1.「反抗期?」親子の会話がかみ合わない日々
我が家には高学年繊細さんの次男(通称:優士)がいます。
気に入らないことがあるとすぐ怒ったり、気分が乗らないと洋服が着れなくなったり、困った行動が目立っていました。
「そろそろ反抗期になってきたのかな?」と、思いつつ、どう声をかけて良いか分からず、私も話しかけるのをためらってしまいました。
そんなとき、私はお家で脳を育てる発達科学コミュニケーションと出会い、繊細な子は、反抗してるのでなく、感じとりすぎていることを学びました。
2.実は反抗期じゃなかった!繊細な子の脳の仕組み
「反抗期?」と感じるお子さんのイライラや困りごと。実は、繊細な子では、脳の仕組みからくるSOSかもしれません。
繊細な子は、音・匂い・声のトーン・表情など、 まわりの情報をとても細かく人一倍キャッチします。
うちの優士もそうでした。 私の小さなため息や焦りをすぐに感じとり、まるで私の感情と連動するように不機嫌になることや、イライラを爆発させることがありました。
優士は、言葉からの情報以上に、“親の雰囲気”を感じ取ってしまう子だったのです。
ちょうどこの頃、私は発達科学コミュニケーションを学び、「子どもの困った行動はスルーする」という関わり方を知り実践していました。
しかし、実際に黙って優士の様子を見ているだけでは、 夫や長男からは「何で優士のイライラを止めないの?」「注意しないと騒いだままだよ」と言われてしまい、 私自身もモヤモヤが募って表情が曇るばかり。
その様子を見ていた優士も、ますます不安定になっていく・・私の表情と優士の感情が繋がる悪循環にはまっていったのです。
その時改めて、繊細な子にとって、「反抗している」のではなく、「親の感情が伝染している」ことが起きていると気づきました。私の言葉よりも、私の表情や動作が繊細な子の脳には強いメッセージとして届いていたのです。
3.言葉を使わず脳に安心を届ける3つのコツ
「反抗期かもしれない」と思っていた優士のイライラも、親の感情の伝染なんだと気づいた私は、 「何を言うか」よりも、「どうそこに“いるか”」のほうが大切だと感じました。

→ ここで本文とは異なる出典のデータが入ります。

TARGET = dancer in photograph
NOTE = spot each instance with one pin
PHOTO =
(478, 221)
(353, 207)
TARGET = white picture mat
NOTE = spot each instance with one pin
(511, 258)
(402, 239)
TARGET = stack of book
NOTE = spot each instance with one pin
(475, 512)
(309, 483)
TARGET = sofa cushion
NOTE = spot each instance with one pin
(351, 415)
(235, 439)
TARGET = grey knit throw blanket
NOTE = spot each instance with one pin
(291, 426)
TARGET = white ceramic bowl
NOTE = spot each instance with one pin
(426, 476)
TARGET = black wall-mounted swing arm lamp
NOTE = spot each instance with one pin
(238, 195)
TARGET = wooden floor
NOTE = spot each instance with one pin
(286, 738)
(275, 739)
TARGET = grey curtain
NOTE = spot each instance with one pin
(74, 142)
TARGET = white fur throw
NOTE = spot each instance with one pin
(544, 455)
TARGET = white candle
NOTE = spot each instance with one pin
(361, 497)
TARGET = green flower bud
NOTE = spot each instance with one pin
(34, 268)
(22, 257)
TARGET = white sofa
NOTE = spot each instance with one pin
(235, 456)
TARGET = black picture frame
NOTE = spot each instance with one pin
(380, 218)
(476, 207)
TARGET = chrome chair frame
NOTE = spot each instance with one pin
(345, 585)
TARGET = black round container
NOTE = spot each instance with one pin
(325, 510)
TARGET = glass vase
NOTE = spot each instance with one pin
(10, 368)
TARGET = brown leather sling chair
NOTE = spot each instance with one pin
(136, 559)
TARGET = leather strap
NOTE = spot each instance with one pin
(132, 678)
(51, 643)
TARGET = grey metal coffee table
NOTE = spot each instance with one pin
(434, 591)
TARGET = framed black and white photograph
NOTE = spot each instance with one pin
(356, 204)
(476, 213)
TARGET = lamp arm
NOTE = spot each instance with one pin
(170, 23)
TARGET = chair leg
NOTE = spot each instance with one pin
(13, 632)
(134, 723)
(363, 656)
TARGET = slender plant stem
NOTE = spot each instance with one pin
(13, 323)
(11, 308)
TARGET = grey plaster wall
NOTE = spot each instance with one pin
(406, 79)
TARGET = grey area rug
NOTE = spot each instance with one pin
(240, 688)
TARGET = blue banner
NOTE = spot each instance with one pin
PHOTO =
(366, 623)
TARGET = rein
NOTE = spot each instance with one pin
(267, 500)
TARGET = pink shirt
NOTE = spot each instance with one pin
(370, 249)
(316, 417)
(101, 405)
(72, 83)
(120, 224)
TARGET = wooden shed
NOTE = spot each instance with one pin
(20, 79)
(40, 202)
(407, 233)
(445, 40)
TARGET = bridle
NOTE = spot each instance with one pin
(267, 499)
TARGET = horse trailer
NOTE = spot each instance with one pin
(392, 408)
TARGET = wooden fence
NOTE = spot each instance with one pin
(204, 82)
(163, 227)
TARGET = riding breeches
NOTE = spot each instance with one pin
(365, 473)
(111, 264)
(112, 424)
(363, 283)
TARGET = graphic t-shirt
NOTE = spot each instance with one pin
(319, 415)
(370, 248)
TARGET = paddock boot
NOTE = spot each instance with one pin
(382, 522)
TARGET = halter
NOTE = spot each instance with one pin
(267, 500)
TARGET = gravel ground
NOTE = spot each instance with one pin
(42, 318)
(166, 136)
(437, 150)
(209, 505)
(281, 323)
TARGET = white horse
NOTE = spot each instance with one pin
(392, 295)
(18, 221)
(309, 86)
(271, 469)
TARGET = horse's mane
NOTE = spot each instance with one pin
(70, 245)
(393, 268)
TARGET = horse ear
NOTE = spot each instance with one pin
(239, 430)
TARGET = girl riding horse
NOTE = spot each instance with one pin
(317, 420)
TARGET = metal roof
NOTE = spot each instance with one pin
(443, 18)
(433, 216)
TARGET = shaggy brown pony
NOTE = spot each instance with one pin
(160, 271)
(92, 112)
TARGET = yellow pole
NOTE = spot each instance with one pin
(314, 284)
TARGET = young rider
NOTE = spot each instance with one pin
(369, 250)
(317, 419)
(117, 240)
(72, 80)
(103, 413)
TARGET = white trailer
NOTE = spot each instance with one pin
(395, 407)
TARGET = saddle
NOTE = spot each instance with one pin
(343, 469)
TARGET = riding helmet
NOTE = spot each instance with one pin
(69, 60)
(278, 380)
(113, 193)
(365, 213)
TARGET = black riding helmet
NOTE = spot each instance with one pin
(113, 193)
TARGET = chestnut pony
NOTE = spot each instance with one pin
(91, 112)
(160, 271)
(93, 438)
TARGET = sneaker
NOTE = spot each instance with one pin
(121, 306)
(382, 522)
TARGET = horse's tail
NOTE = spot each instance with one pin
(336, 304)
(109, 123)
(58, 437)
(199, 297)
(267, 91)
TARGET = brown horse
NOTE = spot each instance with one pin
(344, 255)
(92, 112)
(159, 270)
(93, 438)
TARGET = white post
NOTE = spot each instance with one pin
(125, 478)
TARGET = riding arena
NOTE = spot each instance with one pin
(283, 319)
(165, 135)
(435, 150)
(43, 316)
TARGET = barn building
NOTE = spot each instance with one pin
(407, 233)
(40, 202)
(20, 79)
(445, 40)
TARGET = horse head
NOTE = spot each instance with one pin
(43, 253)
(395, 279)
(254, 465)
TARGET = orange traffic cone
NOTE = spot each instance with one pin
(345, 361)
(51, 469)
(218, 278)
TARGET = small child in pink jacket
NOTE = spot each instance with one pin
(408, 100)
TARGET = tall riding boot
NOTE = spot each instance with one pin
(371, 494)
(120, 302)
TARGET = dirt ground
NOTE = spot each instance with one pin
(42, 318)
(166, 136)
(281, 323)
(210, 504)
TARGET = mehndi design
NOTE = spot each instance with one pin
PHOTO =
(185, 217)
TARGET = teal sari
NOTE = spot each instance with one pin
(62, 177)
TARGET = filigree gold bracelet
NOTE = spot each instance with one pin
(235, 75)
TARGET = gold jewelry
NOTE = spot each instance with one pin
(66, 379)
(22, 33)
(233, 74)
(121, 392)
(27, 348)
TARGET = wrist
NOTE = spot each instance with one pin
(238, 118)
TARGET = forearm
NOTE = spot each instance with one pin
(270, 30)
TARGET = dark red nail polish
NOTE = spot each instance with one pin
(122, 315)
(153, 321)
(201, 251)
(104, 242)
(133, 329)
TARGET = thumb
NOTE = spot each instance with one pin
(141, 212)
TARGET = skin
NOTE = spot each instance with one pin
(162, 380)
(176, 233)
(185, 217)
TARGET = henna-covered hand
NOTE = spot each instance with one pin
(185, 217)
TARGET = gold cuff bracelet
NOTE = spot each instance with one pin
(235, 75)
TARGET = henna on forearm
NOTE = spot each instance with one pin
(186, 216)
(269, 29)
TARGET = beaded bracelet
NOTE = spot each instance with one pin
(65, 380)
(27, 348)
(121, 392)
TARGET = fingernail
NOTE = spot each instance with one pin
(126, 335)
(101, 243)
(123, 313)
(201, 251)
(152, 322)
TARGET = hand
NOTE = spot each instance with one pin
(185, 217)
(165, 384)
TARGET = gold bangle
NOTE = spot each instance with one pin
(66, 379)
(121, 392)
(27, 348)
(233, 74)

繊細な子は、親のちょっとした表情やしぐさから、 「イライラしてるのかな?」「無視されてる?」と敏感に受け取ります。だから私は、黙ってスルーする時ほど、優士の脳が安心できるように、こんな工夫をしていました。
- 口角を上げて静かに家事をする →黙っていても“怒っていない”が伝わる
- 動作をゆっくり、音も優しくする →食器や掃除の生活音を安心感にのせる
- 巻き込まれそうになったら、別の部屋に移動する →”反応しない=突き放す”ではなく、距離を取って整える
例えば、怒って泣いている優士のそばで、無言で食器を洗っていたとしても、
私が焦ってガチャガチャ音を立てていたら、それだけで「怒られてる」と感じてしまうのです。
“スルーして黙って見守る”というのは、「冷たく突き放す」ことではありません。繊細な子にとって、言葉以上に親の空気が安心材料になるため、そっと側にいながら、子どもの感情に巻き込まれずにいられることが、大きな安心になるのだと、私はあとから気づくことができました。
4.すれ違いを感じる思春期男子へ言葉の届け方
優しい声、笑顔、ゆったりとした態度を意識して関わるようになると、優士の怒りや不安を爆発させる回数が明らかに減ったのです。
私が、焦らず、責めず、安心できる空気を届け続けるうちに、「ここは安心できる場所だ」と、じんわり感じ取ってくれるようになりました。
「反抗期なのかな?」と、諦めかけていた優士の態度は、たった1カ月、私の声の掛け方を変えただけで、驚くほど落ち着いたのでした。
やがて、優士は少しずつ本音を話してくれるようになり、言葉のやりとりも自然に生まれてきたのです。
繊細な子にとって、親の空気・雰囲気・関わり方すべてが“会話”になる。
だからこそ、言葉が届かないと感じたら、 まずはママの“届け方”を整えることから始めてみてくださいね。